While Writers Guild of America West President Patric Verrone said recently that securing compensation for writers who pen shows that include product integration was not part of his agenda, Desperate Housewives executive producer Marc Cherry apparently disagrees.
Speaking at a Tuesday luncheon in Beverly Hills hosted by the Hollywood Radio and Television Society, Cherry said he wants his show to be compensated if he and his staff have to take the time to write a product into a scene.
“When they start coming to you and want to position the product in a perfect way, then sure, if I get some of the money I’ll do it,” he said.
Cherry said he was recently approached about integrating a car into a storyline, but he balked when he found out the show would not be compensated for the extra work.
“I’m all for product placement if I can get some of the money, but if it just all goes to the company then we’ll just put the car in the parking lot behind the characters,” he said.

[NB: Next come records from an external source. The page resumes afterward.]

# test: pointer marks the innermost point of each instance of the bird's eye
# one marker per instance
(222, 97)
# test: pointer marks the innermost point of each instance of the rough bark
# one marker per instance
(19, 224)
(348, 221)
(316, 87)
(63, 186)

Cherry did say he is not bothered by old-fashioned product placement, when the product is present in the scene but does not to be written in.
“If it’s just going to just be a Campbell’s Soup can in the back of the kitchen then I don’t care, we have to put some can back there anyway.”
The guilds took on the product integration issue with a “code of conduct” released on Nov. 14, and while Verrone said the organization is not happy that writers are being put in a position to have to write “advertising copy” within entertainment programming, he claimed securing compensation for writers is not his goal.
“That is not our primary concern,” he told B&C recently. “We have the issue of artistic integrity. If we make money on it that’s all well and good, but it doesn’t solve the bigger problem. We have to draw the line somewhere.”
The “Code of Conduct” comprises four points: the visual and aural disclosure of product integration deals at the beginning of each program, limiting integration within children’s programming, including writers in decision-making regarding integration, and extending product integration regulation to cable TV.